The Federal Reserve said it was concerned that inflation rates are unhealthily low in the US, and it could act again soon to boost prices and economic activity.
In its hotly anticipated statement, after the latest meeting of its Federal Open Market Committee, the central bank opened the door to more intervention in the financial markets before the year's end, cheering stock markets.
One day after economists declared that the US recession was officially over, the Fed maintained it was concerned about stubbornly high unemployment and the sluggish recovery.
Official interest rates are being held near zero by the Fed, and it has been extending the duration of its $1.75 trillion programme of "quantitative easing", whereby it has printed new money to buy government and mortgage-related debt in order to push market interest rates lower too.
But yesterday it suggested it will go further after a summer of weakening data that had raised concerns that price deflation could take hold and send the economy into a double-dip.
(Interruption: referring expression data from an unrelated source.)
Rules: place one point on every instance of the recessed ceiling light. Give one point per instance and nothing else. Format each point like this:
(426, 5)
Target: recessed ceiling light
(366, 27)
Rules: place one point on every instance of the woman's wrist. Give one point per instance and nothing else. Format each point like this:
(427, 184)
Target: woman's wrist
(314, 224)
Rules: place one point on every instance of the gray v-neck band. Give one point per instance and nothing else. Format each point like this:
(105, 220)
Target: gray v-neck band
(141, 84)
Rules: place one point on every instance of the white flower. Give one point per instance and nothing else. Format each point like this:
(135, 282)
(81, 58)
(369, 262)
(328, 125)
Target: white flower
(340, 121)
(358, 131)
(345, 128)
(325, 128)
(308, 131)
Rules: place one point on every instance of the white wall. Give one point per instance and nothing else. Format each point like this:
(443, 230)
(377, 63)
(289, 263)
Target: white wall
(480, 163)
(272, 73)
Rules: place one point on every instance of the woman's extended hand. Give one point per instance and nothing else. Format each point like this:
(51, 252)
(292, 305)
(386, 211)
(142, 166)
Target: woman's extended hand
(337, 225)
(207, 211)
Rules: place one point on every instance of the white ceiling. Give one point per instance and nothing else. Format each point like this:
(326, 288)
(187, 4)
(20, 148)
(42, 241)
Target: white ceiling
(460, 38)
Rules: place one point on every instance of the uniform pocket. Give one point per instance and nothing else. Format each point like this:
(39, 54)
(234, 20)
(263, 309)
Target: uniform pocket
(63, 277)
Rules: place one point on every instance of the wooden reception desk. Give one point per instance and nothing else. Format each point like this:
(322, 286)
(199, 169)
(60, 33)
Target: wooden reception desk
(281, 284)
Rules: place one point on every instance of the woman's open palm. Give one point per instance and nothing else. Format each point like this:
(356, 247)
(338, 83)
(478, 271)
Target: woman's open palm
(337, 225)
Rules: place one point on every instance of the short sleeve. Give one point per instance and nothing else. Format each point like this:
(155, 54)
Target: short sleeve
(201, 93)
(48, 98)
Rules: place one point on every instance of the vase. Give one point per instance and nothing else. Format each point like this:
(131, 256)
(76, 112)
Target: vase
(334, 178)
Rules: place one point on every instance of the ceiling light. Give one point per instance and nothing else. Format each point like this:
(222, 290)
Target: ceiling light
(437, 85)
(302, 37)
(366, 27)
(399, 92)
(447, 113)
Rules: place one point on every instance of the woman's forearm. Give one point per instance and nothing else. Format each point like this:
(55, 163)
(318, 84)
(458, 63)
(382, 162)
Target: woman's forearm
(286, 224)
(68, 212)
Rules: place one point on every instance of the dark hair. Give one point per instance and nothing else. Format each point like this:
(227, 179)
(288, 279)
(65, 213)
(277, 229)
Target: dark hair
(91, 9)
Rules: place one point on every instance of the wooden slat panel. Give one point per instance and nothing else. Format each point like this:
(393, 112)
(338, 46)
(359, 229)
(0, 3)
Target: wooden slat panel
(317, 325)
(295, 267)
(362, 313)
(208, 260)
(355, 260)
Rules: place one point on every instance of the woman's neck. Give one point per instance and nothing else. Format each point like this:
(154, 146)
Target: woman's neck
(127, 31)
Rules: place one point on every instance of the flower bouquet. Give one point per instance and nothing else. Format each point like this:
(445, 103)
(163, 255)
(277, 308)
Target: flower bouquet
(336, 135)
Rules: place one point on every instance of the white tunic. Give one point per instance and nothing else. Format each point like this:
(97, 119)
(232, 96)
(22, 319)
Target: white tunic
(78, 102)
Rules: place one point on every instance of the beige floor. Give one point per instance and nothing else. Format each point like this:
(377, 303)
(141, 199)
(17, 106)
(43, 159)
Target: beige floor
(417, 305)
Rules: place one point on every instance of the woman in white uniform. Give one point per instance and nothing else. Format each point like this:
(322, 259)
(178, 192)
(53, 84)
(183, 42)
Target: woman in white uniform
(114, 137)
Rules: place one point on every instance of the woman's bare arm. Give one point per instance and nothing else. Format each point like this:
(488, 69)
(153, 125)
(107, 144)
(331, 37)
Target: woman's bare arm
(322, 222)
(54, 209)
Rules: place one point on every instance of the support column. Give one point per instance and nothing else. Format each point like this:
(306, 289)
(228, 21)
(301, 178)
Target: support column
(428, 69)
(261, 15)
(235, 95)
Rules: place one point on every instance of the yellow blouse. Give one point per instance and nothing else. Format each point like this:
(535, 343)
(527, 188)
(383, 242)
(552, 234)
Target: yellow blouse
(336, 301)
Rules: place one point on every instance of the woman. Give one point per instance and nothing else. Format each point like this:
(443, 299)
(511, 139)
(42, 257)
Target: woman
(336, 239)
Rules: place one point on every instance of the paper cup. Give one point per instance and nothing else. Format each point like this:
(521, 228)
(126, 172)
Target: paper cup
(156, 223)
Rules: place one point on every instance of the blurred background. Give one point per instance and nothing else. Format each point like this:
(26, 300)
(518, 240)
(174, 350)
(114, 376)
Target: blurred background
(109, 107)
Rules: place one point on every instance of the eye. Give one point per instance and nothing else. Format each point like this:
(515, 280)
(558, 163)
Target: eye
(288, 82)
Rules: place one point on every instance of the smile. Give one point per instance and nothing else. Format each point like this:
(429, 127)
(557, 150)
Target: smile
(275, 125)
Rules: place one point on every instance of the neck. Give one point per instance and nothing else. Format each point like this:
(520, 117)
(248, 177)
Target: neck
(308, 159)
"Measures of underlying inflation are currently at levels somewhat below those the committee judges most consistent, over the longer run, with its mandate to promote maximum employment and price stability," the FOMC said. "[The Fed] is prepared to provide additional accommodation if needed to support the economic recovery and to return inflation, over time, to levels consistent with its mandate."
Earlier, the Commerce department said builders began work on new homes at an annualised rate of 598,000 units in August, up 10.5 per cent to the highest level since last November. Christoph Balz, at Commerzbank, said the market was recovering, after having dropped away when government subsidies for new homebuyers ran out in the spring. But with foreclosures looming he cautioned against "euphoria" over the data.